Société

Seule et ruinée, la veuve de Bernard Tapie doit rembourser des dettes de 300 millions d’euros


C’est l’équivalent des dettes que l’ancien ministre et homme d’affaires français laisse à son épouse, Dominique Tapie, et qu’elle devra rembourser. Elle est aujourd’hui obligée de quitter leur Hôtel de Cavoye où ils ont résidé pendant 34 ans et que Bernard Tapie aurait vendu, à l’insu de son épouse, au milliardaire François Pinault. Elle doit quitter l’immeuble d’ici fin février. La seule solution pour la veuve et ses enfants serait de renoncer officiellement à l’héritage. Et dans quelques jours va débuter le tournage de Wonder Boy, une série produite par Netflix et tirée de la vie de Bernard Tapie. Le clan de l’ex-ministre redoute le pire avec cette série…     

D’un côté, le 7ème arrondissement parisien, celui des ministères.

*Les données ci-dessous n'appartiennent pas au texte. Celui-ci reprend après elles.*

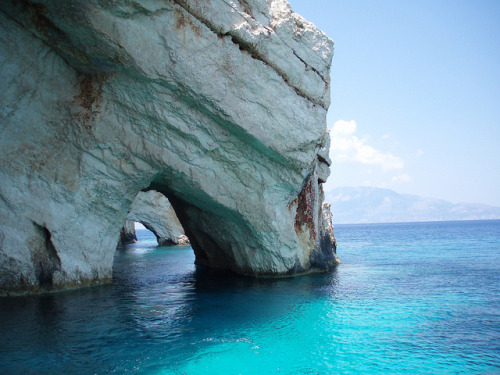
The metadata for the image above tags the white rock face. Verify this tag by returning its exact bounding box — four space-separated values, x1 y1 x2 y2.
122 190 189 246
0 0 336 293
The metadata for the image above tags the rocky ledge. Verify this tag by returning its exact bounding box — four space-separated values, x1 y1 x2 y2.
0 0 338 294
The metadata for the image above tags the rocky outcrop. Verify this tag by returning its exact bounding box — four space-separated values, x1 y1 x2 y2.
0 0 336 293
122 190 189 246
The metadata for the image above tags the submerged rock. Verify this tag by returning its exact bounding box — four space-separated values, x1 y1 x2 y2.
0 0 337 293
122 190 189 246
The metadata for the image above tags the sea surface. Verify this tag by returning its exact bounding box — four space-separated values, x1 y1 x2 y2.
0 220 500 374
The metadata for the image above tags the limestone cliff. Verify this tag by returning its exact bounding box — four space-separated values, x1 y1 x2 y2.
0 0 336 293
122 190 189 246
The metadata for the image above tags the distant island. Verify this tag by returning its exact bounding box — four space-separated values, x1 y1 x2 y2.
326 186 500 224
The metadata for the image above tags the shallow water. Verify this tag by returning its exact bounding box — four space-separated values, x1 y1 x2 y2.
0 221 500 374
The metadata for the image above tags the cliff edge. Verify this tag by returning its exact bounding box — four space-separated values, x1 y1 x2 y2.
0 0 337 294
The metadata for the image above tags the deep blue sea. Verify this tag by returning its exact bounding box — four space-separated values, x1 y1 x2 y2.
0 220 500 374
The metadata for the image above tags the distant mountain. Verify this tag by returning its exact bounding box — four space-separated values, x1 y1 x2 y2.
326 187 500 224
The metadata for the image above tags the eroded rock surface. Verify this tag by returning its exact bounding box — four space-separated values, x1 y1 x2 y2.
0 0 336 293
122 190 189 246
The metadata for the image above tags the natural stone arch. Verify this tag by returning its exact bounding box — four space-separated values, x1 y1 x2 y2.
0 0 337 292
120 190 189 246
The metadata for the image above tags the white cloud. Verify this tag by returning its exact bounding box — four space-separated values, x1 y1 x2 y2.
391 173 411 184
330 120 404 171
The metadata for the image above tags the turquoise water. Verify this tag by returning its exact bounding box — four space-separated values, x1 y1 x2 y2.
0 221 500 374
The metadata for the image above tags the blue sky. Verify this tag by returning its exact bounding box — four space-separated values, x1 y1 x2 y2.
289 0 500 206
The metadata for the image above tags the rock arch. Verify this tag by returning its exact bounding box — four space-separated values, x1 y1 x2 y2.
120 190 189 246
0 0 337 293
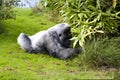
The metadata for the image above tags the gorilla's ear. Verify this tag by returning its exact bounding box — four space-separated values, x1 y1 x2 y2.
49 30 60 42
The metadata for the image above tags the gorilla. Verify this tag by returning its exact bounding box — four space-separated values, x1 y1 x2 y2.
17 23 81 59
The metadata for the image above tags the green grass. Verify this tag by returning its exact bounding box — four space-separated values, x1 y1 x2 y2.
0 9 120 80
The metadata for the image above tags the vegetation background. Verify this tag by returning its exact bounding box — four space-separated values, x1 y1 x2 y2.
0 0 120 80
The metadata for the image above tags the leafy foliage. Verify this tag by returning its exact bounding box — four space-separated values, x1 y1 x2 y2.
61 0 120 47
0 0 18 33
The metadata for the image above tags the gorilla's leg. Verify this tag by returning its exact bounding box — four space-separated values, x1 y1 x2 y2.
17 33 33 53
47 40 82 59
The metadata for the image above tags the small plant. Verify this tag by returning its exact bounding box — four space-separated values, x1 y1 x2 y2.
61 0 120 48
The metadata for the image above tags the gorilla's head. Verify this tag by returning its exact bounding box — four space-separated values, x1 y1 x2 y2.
48 23 72 48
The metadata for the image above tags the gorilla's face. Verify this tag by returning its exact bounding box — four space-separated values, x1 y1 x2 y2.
56 24 72 48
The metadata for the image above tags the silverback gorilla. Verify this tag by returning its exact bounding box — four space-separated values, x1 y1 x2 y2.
17 23 81 59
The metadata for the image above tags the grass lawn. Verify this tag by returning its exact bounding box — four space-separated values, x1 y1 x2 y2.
0 9 117 80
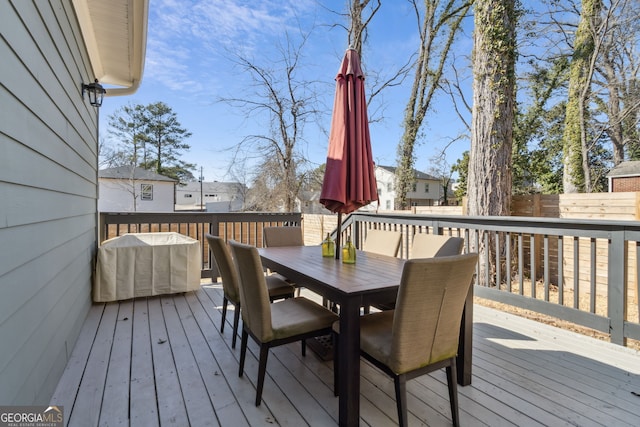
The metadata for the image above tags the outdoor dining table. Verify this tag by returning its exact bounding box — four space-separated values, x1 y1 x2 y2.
259 246 473 426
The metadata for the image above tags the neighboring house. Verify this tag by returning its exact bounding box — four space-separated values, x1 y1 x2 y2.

De l’autre, Saint-Germain-des-Près… Là, dans cette rue des Saints-Pères, il y eut Sonia Rykiel, il y a toujours les éditions Grasset ou encore Sciences Po- et au 52, l’Hôtel de Cavoye, un hôtel particulier ayant appartenu au couturier Hubert de Givenchy, une surface d’habitation de 600 m², une cour pavée et un jardin d’environ 1 000 m². En 1986, alors âgé de 43 ans, Bernard Tapie achète cette propriété parisienne, par l’intermédiaire de sa société Financière et Immobilière, Bernard Tapie.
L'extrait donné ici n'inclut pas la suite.